# Math Help - sin(x)=cos(2x)

1. ## sin(x)=cos(2x)

Hi

Again I have to find the point of intersection of these two functions.
I know cos(2x) = cos(x)^2-sin(x)^2

But still: sin(x)=cos(x)^2-sin(x)^2, i have no idea how to solve that. I reached the point (1+sin(x))=tan(x)cos(x), but i don't get further. Anybody who can help to find the exact solution?

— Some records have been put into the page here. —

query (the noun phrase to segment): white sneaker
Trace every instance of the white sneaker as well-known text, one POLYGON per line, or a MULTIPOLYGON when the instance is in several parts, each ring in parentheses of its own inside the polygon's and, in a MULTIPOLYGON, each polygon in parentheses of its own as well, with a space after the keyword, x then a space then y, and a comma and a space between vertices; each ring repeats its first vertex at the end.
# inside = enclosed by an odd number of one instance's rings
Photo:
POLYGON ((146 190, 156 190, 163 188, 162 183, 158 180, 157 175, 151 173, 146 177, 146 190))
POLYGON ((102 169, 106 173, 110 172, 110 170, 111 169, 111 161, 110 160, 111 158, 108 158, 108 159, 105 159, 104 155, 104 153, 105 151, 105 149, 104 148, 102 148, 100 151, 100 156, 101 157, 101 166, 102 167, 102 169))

2. Originally Posted by Schdero
Hi

Again I have to find the point of intersection of these two functions.
I know cos(2x) = cos(x)^2-sin(x)^2

But still: sin(x)=cos(x)^2-sin(x)^2, i have no idea how to solve that. I reached the point (1+sin(x))=tan(x)cos(x), but i don't get further. Anybody who can help to find the exact solution?
hi

hint : cos 2x = 1-2sin^2 x

3. Originally Posted by Schdero
Hi

Again I have to find the point of intersection of these two functions.
I know cos(2x) = cos(x)^2-sin(x)^2

But still: sin(x)=cos(x)^2-sin(x)^2, i have no idea how to solve that. I reached the point (1+sin(x))=tan(x)cos(x), but i don't get further. Anybody who can help to find the exact solution?
$\cos^2(x) = 1-\sin^2(x)$

Consequently

$\cos(2x) = 1-2\sin^2(x)$

4. Originally Posted by Schdero
Hi

Again I have to find the point of intersection of these two functions.
I know cos(2x) = cos(x)^2-sin(x)^2

But still: sin(x)=cos(x)^2-sin(x)^2, i have no idea how to solve that. I reached the point (1+sin(x))=tan(x)cos(x), but i don't get further. Anybody who can help to find the exact solution?
Hi,

sin(x) = cos(x)^2-sin(x)^2
sin(x) = 1 - sin(x)^2 - sin(x)^2
2sin(x)^2 + sin(x) - 1 = 0
(2sin(x) - 1)(sin(x) + 1) = 0
sin(x) = -1/2 or sin(x) = 1

then solve for x.. =)

5. perfect, thanks!
I somehow simply don't connect the sin/cos rules well...
thanks again!

6. Originally Posted by Schdero
Hi

Again I have to find the point of intersection of these two functions.
I know cos(2x) = cos(x)^2-sin(x)^2

But still: sin(x)=cos(x)^2-sin(x)^2, i have no idea how to solve that. I reached the point (1+sin(x))=tan(x)cos(x), but i don't get further. Anybody who can help to find the exact solution?
Another approach is suggested by noting that sin(A) = cos(B) => sin(A) = sin(pi/2 - B).

Therefore A = pi/2 - B or A = pi - (pi/2 - B) ....